A part of the oil flows from the inlet hole 30 through the output hole 31 to the second
Flows to chamber 12 ₂ and from the second chamber 12 ₂ to compressor 1
This prevents cooling failure due to insufficient flow rate and prevents the discharge air temperature from rising abnormally.

Then, after a certain amount of time has passed, the viscosity of the oil decreases and it flows smoothly into the lower tank 13, so the pressure P ₁ in the first chamber 12 ₁ decreases, and the pressure difference P ₁ - _{P 2}
is below the predetermined value, the valve 33 is in the cutoff position, and the entire amount of oil flowing from the inlet 6a is discharged into the first chamber 1.
2 ₁ , so you can get the same cooling effect as normal.

In addition, although the differential pressure between the first chamber 12 ₁ and the second chamber 12 ₂ is detected in the above embodiment, the pressure difference between the inlet 6 a and the outlet 6 b is detected and the relief valve 10 is activated. All you have to do is activate it.

Effect of the invention: When the flow rate of oil flowing through the oil cooler 6 decreases due to the influence of viscosity number at the beginning of oil flowing into the oil cooler 6, the pressure difference between the inlet 6a and the outlet 6b becomes large and the relief valve 10 is activated. , some of the oil flows directly to the outlet 6 without passing through the oil cooler 6.
b, the oil can flow to the compressor 1, preventing a temporary drop in the oil flow rate and preventing the compressor from cooling poorly.

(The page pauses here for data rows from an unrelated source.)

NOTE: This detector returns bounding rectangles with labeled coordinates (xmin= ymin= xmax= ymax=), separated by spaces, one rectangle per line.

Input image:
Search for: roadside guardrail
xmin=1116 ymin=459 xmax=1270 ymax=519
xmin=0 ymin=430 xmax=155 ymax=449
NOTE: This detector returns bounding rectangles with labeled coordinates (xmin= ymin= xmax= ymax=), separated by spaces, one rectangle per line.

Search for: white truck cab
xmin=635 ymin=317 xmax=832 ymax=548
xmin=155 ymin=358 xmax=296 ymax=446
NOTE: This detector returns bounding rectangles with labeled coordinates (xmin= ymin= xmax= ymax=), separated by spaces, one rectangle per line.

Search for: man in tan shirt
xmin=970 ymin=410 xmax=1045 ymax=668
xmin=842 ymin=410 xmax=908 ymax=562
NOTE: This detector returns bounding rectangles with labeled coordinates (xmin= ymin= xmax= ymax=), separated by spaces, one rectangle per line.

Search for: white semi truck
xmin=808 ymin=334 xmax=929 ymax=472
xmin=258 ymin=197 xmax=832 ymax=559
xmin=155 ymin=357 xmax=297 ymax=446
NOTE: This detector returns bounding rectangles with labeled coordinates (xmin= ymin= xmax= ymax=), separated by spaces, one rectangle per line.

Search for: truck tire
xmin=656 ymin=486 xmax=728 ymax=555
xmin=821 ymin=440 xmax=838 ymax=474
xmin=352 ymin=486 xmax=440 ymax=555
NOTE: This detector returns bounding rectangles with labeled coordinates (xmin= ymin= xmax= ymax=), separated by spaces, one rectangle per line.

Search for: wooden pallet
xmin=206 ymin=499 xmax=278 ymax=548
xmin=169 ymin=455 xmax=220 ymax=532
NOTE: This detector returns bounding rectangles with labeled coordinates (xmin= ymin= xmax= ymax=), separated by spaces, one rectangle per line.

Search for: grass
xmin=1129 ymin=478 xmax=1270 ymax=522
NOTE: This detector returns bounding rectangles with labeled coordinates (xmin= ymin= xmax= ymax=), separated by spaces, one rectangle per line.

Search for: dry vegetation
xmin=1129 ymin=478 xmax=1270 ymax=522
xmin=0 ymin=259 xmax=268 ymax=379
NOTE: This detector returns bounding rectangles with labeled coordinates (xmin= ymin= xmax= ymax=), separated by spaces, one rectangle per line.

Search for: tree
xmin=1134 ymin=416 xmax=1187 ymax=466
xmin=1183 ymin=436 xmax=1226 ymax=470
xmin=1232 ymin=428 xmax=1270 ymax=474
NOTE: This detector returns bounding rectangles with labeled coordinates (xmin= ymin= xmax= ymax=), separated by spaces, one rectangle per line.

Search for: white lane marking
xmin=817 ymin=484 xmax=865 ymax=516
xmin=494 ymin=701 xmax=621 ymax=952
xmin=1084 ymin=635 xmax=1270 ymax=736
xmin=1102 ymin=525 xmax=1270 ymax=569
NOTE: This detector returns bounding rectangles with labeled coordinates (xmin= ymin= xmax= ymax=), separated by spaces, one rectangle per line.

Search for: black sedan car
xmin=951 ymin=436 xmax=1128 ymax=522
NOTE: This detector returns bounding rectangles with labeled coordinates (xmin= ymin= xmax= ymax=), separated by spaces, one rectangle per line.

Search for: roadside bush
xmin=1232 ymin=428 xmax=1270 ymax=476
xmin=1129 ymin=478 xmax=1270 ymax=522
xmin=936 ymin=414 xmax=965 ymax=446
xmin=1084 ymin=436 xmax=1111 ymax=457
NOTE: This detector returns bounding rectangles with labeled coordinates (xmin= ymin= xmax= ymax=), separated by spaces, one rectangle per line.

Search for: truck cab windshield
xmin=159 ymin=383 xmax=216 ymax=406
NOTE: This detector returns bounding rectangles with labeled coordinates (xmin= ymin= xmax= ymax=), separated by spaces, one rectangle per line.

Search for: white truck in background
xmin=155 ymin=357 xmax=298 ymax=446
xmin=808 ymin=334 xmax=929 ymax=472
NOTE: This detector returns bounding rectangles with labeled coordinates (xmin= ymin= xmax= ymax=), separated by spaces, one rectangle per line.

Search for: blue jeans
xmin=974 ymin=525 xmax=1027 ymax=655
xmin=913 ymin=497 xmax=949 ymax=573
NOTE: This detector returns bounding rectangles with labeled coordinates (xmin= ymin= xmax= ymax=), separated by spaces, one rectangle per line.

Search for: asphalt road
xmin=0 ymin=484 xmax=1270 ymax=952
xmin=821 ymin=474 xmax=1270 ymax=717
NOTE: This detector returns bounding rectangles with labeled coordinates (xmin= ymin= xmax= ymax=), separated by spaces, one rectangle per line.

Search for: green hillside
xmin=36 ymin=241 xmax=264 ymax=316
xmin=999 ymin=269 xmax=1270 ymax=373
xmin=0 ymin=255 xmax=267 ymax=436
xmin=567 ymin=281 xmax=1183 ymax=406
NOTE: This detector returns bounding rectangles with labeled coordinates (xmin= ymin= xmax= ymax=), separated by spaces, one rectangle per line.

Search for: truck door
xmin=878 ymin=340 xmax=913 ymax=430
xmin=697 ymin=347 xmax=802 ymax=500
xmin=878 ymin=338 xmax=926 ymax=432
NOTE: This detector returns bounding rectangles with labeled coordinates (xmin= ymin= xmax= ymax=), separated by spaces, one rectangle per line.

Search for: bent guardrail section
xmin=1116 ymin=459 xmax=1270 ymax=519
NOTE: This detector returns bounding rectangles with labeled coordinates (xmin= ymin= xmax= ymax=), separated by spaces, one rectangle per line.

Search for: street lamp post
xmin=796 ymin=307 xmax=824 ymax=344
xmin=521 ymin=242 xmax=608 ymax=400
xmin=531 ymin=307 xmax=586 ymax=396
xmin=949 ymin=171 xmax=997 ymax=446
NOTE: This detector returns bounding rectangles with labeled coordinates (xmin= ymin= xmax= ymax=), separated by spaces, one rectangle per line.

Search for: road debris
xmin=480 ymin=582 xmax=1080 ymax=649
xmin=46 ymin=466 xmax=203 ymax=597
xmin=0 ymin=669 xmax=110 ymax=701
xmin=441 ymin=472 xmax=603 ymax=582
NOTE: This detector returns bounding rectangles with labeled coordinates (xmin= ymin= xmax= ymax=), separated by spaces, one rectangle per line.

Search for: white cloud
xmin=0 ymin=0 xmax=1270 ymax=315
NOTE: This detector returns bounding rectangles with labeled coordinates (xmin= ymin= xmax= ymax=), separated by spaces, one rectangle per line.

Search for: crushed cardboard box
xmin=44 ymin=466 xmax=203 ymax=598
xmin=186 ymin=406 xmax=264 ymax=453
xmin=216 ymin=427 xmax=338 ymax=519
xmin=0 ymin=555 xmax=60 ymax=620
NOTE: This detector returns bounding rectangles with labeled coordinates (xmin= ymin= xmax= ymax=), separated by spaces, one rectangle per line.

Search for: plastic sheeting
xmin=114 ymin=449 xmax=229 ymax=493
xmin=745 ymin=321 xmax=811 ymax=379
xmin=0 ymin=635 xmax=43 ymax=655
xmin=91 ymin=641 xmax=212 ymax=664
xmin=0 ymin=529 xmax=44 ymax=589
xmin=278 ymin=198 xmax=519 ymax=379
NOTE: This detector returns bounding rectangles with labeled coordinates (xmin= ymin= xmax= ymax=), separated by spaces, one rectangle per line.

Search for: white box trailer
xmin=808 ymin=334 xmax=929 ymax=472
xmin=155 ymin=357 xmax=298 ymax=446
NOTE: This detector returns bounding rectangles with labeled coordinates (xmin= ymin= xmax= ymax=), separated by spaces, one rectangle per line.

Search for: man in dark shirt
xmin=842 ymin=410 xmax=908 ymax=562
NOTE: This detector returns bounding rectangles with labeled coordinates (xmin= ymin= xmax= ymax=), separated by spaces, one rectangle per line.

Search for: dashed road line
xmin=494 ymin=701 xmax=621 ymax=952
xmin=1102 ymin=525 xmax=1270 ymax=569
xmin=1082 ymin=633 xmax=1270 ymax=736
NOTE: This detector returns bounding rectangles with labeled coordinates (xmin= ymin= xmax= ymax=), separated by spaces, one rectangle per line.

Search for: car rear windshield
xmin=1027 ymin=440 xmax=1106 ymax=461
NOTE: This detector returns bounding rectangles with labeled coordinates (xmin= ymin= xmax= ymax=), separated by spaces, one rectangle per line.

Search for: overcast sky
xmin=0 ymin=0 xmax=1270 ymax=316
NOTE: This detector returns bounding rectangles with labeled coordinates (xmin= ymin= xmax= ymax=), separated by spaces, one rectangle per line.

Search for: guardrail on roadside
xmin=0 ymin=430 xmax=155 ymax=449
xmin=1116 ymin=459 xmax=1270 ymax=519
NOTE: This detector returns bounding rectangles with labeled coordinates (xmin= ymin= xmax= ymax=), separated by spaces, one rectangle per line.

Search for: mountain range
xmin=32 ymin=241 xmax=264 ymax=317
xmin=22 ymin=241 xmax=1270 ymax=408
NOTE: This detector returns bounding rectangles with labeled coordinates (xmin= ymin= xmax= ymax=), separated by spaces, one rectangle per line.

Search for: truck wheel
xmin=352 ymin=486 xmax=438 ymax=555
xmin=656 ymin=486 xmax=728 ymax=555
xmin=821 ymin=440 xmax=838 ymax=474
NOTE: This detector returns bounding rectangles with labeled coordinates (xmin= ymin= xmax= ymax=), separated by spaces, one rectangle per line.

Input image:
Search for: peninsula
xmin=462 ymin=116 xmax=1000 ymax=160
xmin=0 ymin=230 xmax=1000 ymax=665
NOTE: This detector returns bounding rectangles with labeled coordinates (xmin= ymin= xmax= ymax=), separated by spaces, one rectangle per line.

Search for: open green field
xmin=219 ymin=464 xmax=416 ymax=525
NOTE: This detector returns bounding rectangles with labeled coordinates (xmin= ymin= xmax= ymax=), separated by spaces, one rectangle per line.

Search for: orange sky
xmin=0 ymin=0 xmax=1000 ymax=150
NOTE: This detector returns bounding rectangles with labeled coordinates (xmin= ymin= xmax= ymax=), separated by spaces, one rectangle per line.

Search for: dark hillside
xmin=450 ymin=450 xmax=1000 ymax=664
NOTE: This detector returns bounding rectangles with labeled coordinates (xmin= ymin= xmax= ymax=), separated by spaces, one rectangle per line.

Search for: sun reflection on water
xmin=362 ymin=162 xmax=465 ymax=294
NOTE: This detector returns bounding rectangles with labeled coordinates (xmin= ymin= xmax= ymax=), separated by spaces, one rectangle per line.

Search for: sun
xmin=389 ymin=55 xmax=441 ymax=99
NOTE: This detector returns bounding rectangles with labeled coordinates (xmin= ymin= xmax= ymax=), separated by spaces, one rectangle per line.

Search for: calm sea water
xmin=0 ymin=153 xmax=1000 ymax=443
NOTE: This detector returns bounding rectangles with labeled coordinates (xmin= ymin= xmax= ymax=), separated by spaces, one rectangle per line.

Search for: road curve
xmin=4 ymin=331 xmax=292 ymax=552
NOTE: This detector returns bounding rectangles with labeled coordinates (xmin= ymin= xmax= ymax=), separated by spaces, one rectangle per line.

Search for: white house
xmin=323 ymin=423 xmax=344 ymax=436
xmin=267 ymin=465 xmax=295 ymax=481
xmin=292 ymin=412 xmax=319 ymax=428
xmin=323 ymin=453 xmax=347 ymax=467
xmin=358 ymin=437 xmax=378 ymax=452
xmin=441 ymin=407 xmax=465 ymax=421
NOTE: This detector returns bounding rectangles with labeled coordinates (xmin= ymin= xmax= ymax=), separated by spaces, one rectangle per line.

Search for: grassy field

[Brief explanation of drawings]

Fig. 1 is a schematic explanatory diagram of a conventional example, Fig. 2 is an overall schematic explanatory diagram showing an embodiment of the present invention, Fig. 3 is a schematic explanatory diagram of an oil cooler, and Fig. 4 is a detailed sectional view of a thermostat valve part. It is. 1 is a compressor, 6 is an oil cooler, 6a is an inlet, 6b is an outlet, 8 is a thermostatic valve,
9 is a first bypass path, 10 is a relief valve, 1
1 is the second bypass road.

Claims (1)

[Scope of utility model registration request] The oil outlet of the compressor 1 and the inlet 6a of the oil cooler 6 are connected, and the outlet 6b and the oil inlet are connected, and the inlet 6a and the outlet 6b of the oil cooler 6 are connected to a first bypass equipped with a thermostatic valve 8. It is characterized in that the inlet 6a and the outlet 6b are short-circuited at the passage 9, and the second bypass passage 11 is provided with a relief valve 10 that is operated by the pressure difference between the inlet 6a and the outlet 6b. Oil cooling system for oil-cooled compressors.